Title: Ruptured vertebrobasilar junction aneurysm unmasking subclavian steal syndrome
Description:
Background:
Subclavian steal occurs due to stenosis or occlusion of the subclavian artery or innominate artery proximal to the origin of the vertebral artery.
Often asymptomatic, the condition may be unmasked due to symptoms of vertebrobasilar insufficiency triggered by strenuous physical exercise involving the affected upper limb.
The association of vertebrobasilar junction (VBJ) aneurysms with subclavian steal syndrome has been rarely reported.
Hereby, we present a case of VBJ aneurysm associated with subclavian steal treated successfully with endovascular coiling.
Case Description:
A 65-year-old female presented in the emergency department with acute severe headache and vomiting with no focal neurological deficits.
Non-contrast computed tomography of the brain showed modified Fischer Grade 3 subarachnoid hemorrhage.
Subsequent digital subtraction angiogram (DSA) showed VBJ aneurysm directed inferiorly with the left subclavian artery occlusion.
There was retrograde filling of the left vertebral artery on right vertebral injection, confirming the diagnosis of subclavian steal.

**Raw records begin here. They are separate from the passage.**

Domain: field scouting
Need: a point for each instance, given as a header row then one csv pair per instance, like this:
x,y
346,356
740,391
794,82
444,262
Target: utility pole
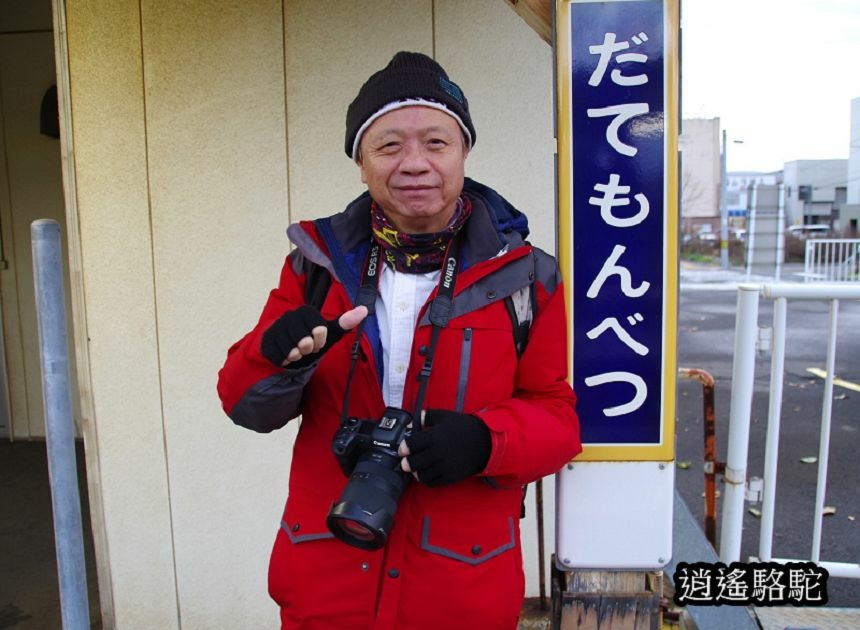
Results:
x,y
724,209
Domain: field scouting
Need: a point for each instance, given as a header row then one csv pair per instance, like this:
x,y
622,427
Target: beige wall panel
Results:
x,y
214,75
109,133
505,70
330,53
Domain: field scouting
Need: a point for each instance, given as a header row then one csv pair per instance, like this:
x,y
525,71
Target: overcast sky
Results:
x,y
780,75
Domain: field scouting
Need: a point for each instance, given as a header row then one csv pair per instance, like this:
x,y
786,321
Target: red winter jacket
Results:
x,y
453,558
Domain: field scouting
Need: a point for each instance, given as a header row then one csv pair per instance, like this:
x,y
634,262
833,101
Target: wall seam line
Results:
x,y
165,448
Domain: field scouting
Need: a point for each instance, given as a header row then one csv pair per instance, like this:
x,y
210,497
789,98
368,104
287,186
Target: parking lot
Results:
x,y
705,340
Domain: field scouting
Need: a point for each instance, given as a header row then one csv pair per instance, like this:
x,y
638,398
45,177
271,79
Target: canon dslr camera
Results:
x,y
367,454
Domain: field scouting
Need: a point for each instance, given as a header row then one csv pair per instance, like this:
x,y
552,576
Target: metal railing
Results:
x,y
832,260
743,373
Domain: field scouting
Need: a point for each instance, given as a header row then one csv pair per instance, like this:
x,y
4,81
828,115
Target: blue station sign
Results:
x,y
618,121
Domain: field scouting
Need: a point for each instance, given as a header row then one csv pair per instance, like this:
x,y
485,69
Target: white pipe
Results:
x,y
771,454
819,291
743,373
835,569
824,446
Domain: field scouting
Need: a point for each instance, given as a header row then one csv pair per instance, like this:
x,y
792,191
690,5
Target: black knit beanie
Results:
x,y
408,79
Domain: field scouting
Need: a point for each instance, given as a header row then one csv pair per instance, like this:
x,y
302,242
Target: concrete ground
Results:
x,y
29,590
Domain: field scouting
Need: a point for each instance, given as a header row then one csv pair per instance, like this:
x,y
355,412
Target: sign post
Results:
x,y
617,89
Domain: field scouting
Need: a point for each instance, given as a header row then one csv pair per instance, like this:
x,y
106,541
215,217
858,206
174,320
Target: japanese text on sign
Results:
x,y
618,105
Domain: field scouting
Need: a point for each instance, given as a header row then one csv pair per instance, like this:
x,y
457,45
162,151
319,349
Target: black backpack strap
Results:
x,y
317,283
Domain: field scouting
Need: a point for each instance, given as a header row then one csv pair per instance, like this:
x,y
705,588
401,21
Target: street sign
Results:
x,y
617,88
618,121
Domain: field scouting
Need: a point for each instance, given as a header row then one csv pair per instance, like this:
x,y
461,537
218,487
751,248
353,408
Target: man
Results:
x,y
460,326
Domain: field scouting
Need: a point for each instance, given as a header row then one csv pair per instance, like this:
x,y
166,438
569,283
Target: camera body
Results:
x,y
366,451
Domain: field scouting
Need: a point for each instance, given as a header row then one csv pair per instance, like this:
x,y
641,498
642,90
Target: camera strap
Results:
x,y
440,312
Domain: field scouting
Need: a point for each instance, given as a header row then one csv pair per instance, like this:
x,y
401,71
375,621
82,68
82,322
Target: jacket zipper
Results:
x,y
465,361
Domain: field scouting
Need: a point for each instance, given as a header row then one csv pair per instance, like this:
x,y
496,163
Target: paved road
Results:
x,y
706,338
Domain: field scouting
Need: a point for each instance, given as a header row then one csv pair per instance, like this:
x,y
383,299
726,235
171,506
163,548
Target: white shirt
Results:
x,y
401,296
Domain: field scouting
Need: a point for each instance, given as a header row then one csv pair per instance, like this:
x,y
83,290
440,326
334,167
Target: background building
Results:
x,y
849,217
814,191
700,175
739,189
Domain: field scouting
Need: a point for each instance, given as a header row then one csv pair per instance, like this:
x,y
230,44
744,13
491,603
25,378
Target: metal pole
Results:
x,y
724,210
59,431
824,444
774,419
743,374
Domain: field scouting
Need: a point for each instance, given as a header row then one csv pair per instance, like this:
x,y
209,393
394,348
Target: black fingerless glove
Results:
x,y
293,326
451,447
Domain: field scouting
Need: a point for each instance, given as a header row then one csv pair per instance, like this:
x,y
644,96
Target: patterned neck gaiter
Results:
x,y
416,253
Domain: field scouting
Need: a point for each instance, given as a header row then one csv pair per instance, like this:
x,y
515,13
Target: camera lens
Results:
x,y
368,504
354,531
364,514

Balloon assisted coiling of the VBJ aneurysm was performed while gaining access through the stenotic left vertebral artery ostium which provided a more favorable hemodynamic stability to the coil mass.
Conclusion:
Subclavian steal exerting undue hemodynamic stress on vertebrobasilar circulation can be an etiological factor for the development of the flow-related aneurysms.
Access to the VBJ aneurysms may be feasible through the stenosed vertebral artery if angioplasty is performed before the coiling of the aneurysm.